The cumulative effect is to intimidate those who believe themselves not well enough informed to contradict so high an authority. We are far from the realm of Jane Austen’s light and ironic “It is a truth universally acknowledged.” When J. K. Galbraith enunciates a truth universally acknowledged, he does not want us to smile inwardly; he wants us to fear not being included in le tout Paris of correct, generous, and humane thought. What fool does not wish to be on the side of the inevitable? Who does not want to recognize what has so long been recognized? Who dares to deny that what the Paul M. Warburg Professor of Economics says three times is true?

It’s hard to convince most Americans that a) those who are raised at the top hold a high opinion of themselves and a low one of the rest of humanity and b) they’re so convinced of their own rectitude that they’re oblivious to the real nature of their idea.  It’s been that way for a long time.  As I said in a post about growing up in Palm Beach:

Attitudes from the “coasts” about “flyover country” in the U.S. have been deep seated for a long time; stage productions like this only reinforced that. It’s fair to say that, if the “Religious Right” had fully grasped the contempt they were held in when the movement first got going in the late 1970’s they would not have started the Moral Majority: they would have started a revolution.

Dalrymple also notes this:

There remains, however, an astonishingly gaping absence in Galbraith’s worldview. While he is perfectly able to see the defects of businessmen—their inclination to megalomania, greed, hypocrisy, and special pleading—he is quite unable to see the same traits in government bureaucrats. It is as if he has read, and taken to heart, the work of Sinclair Lewis, but never even skimmed the work of Kafka.
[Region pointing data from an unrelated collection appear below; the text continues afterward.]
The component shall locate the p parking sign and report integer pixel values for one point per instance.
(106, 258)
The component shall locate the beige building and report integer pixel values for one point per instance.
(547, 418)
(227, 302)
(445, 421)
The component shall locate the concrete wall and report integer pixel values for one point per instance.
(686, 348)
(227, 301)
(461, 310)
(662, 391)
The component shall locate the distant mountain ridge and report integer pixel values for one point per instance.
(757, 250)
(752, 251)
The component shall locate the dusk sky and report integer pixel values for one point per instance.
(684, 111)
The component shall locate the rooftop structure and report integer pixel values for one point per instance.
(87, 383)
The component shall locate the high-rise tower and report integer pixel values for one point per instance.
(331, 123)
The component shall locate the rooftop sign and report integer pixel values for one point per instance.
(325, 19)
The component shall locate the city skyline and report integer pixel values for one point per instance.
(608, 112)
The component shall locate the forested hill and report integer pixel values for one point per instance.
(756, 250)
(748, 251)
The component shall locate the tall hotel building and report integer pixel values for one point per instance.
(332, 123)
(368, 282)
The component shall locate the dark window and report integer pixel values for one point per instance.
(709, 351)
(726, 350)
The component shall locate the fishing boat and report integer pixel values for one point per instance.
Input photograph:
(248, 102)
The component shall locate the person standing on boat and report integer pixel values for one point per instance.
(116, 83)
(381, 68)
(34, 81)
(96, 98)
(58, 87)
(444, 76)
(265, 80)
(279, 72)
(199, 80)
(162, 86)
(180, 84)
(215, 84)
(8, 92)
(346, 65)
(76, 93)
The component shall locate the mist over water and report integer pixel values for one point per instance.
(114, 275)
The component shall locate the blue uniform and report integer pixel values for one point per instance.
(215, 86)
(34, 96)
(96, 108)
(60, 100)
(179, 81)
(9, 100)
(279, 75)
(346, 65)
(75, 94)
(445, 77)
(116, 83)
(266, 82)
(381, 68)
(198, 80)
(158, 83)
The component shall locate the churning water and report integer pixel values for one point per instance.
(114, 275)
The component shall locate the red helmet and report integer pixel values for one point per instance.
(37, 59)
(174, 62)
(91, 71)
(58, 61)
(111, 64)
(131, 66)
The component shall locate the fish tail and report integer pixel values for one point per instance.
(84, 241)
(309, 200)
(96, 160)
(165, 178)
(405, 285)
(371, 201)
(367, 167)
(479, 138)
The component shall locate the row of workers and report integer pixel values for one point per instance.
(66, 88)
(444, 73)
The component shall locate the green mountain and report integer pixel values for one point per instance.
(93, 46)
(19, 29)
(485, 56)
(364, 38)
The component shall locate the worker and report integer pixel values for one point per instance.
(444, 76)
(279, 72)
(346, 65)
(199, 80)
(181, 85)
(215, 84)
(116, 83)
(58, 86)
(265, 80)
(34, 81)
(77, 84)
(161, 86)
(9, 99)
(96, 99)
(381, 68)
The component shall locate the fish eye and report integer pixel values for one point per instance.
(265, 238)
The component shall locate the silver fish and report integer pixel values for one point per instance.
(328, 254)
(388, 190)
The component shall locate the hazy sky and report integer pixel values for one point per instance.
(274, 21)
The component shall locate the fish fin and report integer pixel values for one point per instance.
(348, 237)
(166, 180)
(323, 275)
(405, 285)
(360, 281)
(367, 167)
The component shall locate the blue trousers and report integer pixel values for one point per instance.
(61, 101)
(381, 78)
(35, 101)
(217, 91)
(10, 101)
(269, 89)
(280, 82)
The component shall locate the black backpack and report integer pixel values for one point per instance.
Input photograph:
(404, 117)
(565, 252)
Had he done this, his view of the world would have been much more cynical and less roseate.  Besides, he should have read Kafka long before Sinclair Lewis.

Why?  Because Kafka is European!  Any real elitist snob knows that!
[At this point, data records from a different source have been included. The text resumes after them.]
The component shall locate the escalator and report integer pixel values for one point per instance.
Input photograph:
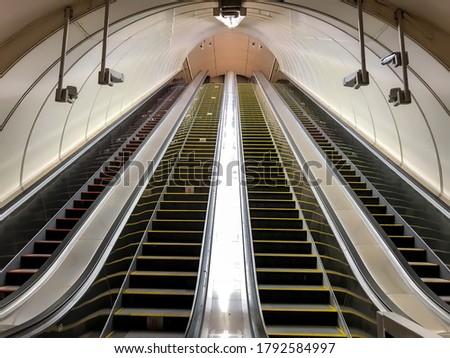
(52, 237)
(348, 162)
(161, 289)
(295, 301)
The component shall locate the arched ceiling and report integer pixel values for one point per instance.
(314, 42)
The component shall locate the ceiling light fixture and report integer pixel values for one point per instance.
(230, 13)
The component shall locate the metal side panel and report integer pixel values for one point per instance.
(379, 261)
(71, 264)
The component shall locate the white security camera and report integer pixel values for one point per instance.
(394, 58)
(109, 77)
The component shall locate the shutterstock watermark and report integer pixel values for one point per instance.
(198, 172)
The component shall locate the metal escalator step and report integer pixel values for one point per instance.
(293, 331)
(184, 205)
(440, 286)
(279, 234)
(175, 235)
(377, 209)
(293, 314)
(294, 294)
(276, 223)
(413, 254)
(403, 241)
(284, 260)
(283, 276)
(33, 261)
(385, 218)
(274, 213)
(393, 229)
(152, 319)
(164, 263)
(158, 298)
(280, 246)
(265, 203)
(181, 214)
(163, 279)
(425, 269)
(162, 224)
(18, 277)
(173, 248)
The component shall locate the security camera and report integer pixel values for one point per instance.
(394, 58)
(397, 96)
(355, 80)
(66, 95)
(109, 77)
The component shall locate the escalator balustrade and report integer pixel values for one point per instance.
(428, 271)
(43, 248)
(294, 300)
(160, 295)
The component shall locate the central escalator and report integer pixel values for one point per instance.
(161, 288)
(295, 302)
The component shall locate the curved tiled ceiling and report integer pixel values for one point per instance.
(315, 45)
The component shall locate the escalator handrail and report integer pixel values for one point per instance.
(57, 310)
(253, 301)
(380, 232)
(109, 322)
(195, 323)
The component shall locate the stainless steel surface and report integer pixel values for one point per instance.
(384, 268)
(226, 311)
(76, 257)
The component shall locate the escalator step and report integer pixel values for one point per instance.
(274, 213)
(183, 205)
(56, 234)
(385, 218)
(425, 269)
(66, 223)
(413, 254)
(293, 314)
(285, 260)
(82, 203)
(171, 248)
(363, 192)
(45, 246)
(403, 241)
(278, 234)
(279, 246)
(152, 319)
(276, 223)
(280, 276)
(164, 279)
(294, 331)
(5, 291)
(377, 209)
(158, 298)
(164, 263)
(181, 214)
(440, 286)
(393, 229)
(90, 194)
(75, 212)
(161, 224)
(269, 195)
(175, 236)
(294, 294)
(33, 261)
(264, 203)
(18, 277)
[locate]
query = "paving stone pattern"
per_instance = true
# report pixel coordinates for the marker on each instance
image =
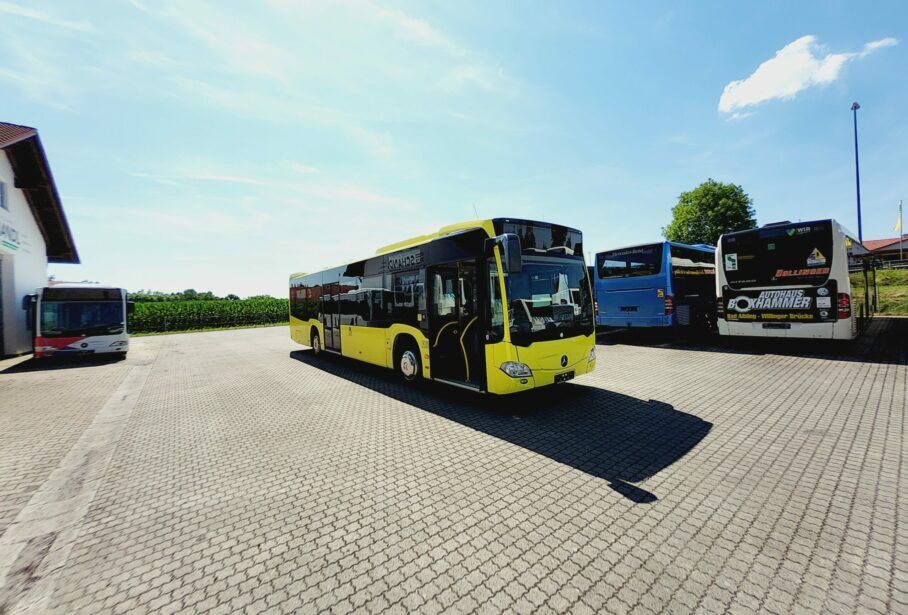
(679, 477)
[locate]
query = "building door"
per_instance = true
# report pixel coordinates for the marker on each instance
(455, 331)
(331, 316)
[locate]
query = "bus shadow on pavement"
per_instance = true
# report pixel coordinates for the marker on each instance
(885, 341)
(615, 437)
(53, 363)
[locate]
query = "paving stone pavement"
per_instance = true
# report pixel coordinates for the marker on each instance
(679, 477)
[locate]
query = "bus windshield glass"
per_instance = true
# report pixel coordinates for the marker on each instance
(781, 255)
(549, 299)
(630, 262)
(70, 313)
(537, 238)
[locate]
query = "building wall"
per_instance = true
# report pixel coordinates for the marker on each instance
(24, 263)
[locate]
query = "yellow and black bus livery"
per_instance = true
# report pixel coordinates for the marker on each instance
(434, 307)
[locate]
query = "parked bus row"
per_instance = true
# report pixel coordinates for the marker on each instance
(507, 305)
(781, 280)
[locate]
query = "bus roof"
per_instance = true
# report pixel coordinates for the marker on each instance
(835, 224)
(85, 285)
(487, 225)
(444, 231)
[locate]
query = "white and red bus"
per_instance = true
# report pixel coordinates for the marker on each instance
(76, 319)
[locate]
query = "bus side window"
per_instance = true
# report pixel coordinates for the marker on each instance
(408, 297)
(496, 309)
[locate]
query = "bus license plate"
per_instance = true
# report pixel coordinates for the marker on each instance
(563, 377)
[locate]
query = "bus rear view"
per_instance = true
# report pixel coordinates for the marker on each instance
(790, 280)
(78, 319)
(656, 285)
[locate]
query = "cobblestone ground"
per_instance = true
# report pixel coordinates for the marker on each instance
(233, 470)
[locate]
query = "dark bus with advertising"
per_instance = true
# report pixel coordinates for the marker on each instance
(76, 319)
(792, 279)
(656, 285)
(498, 306)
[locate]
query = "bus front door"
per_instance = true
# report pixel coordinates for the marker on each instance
(331, 316)
(455, 331)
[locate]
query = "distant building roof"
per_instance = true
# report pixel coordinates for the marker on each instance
(878, 244)
(32, 172)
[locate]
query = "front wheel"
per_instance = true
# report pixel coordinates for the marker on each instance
(408, 365)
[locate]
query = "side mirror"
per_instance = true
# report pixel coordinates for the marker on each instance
(511, 252)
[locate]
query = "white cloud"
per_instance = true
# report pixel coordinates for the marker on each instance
(880, 44)
(796, 67)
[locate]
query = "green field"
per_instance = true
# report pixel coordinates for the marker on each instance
(892, 291)
(168, 316)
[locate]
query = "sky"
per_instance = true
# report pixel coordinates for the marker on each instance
(224, 145)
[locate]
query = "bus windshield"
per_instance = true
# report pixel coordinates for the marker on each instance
(76, 318)
(549, 299)
(630, 262)
(780, 255)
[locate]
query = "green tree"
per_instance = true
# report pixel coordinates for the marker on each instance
(708, 211)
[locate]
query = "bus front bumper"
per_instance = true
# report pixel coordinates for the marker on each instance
(544, 361)
(661, 320)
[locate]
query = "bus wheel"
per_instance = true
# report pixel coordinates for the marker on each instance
(408, 365)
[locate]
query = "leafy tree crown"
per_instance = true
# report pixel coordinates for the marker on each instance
(709, 210)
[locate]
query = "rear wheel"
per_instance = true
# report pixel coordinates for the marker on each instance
(408, 364)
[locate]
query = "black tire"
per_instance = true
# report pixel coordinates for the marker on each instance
(407, 363)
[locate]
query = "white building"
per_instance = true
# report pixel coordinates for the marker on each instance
(33, 230)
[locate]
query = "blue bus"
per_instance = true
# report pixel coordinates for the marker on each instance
(656, 285)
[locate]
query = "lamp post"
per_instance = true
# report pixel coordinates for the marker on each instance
(857, 170)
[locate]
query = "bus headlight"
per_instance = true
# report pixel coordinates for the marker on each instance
(516, 370)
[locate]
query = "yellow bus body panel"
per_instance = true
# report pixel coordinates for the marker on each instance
(367, 344)
(398, 329)
(543, 359)
(300, 330)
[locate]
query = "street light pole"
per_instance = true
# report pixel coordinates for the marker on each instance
(857, 170)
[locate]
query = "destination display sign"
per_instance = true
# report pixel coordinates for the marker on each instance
(405, 260)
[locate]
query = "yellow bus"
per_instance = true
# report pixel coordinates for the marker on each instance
(498, 306)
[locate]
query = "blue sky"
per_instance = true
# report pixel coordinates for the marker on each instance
(223, 145)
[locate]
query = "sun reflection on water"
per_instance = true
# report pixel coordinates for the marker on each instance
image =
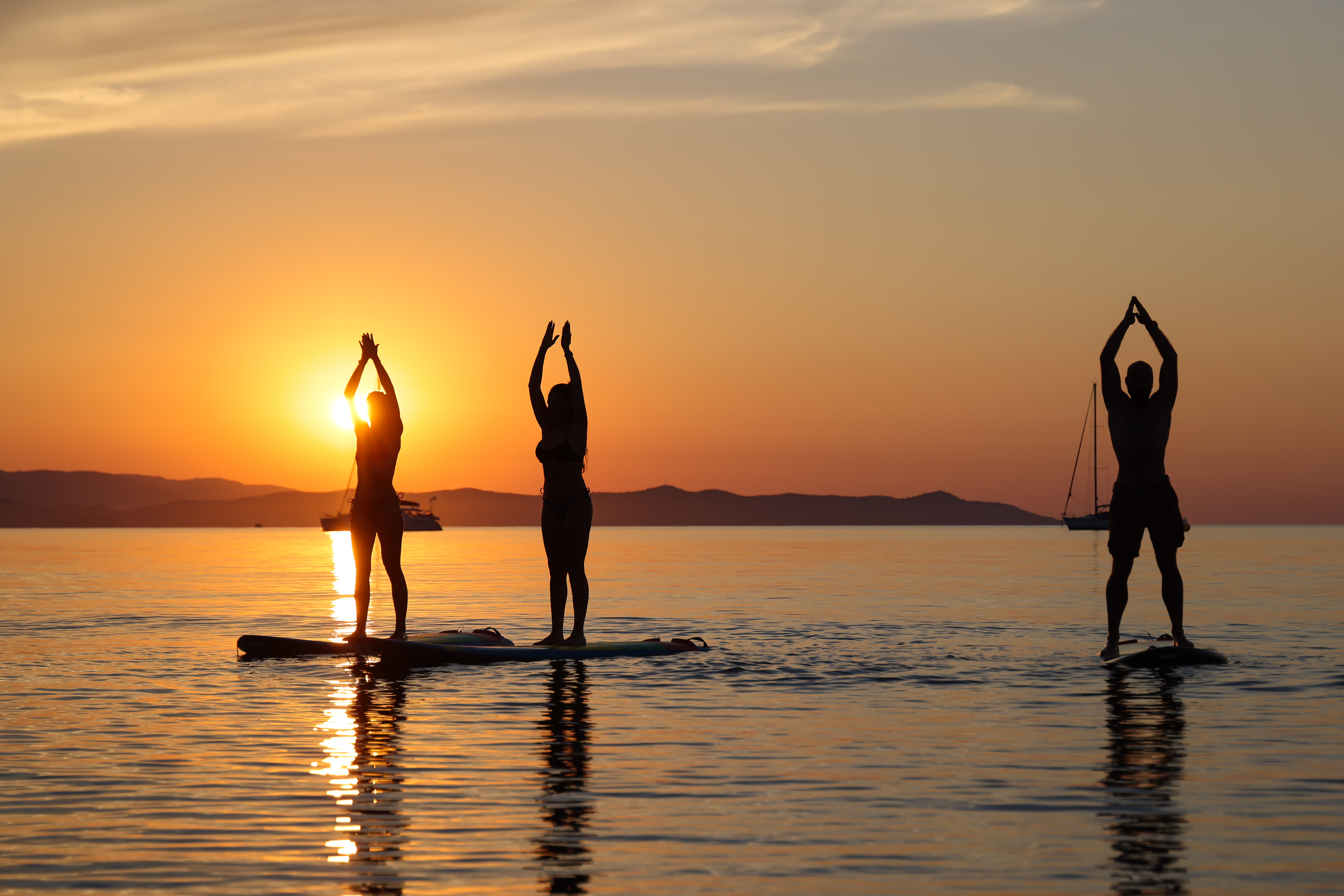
(366, 785)
(343, 582)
3 thoughts on “John Kenneth Gaibraith, the Real Elitist Snob”

    1. It’s interesting to note that Late Roman law enshrined a different legal standard for the honestiores at the top and the humiliores at the bottom, and that’s probably the origin of the word “privilege” which, as the article points out, translates as “private law.”

      The problem with Galbraith is that he was very solicitous about the faults of business people but blind to those in the government. But exceptionalistic attitudes are common to both and it’s hard to demonstrate that one is more commendable than the other. The balance of power may and does change between them but if either sucks of the oxygen of society the result at the bottom is the same.

      One Christian solution to this problem has been distributionism, whose advocates have included Hillaire Belloc, G.K. Chesterton and (in a subtle way) J.R.R. Tolkien. But that would involve a decentralisation of power that, right at the moment, doesn’t have a big enough fan club–or one that is in a position to make it happen–in our society.

  1. There are some attractive things about distributivism, but frankly, I’m not sure how we could get there from here at this point, and not just because everybody is enthralled with centralized power. One thing that someone suggested somewhere was tax incentives for employee-owned corporations (ESOP’s) and producer cooperatives. I would favor that, along with an emphasis on more of generalized cooperative/credit union model for most banking (and I would probably add tax incentives for companies to accept collective bargaining and unionization of their employees).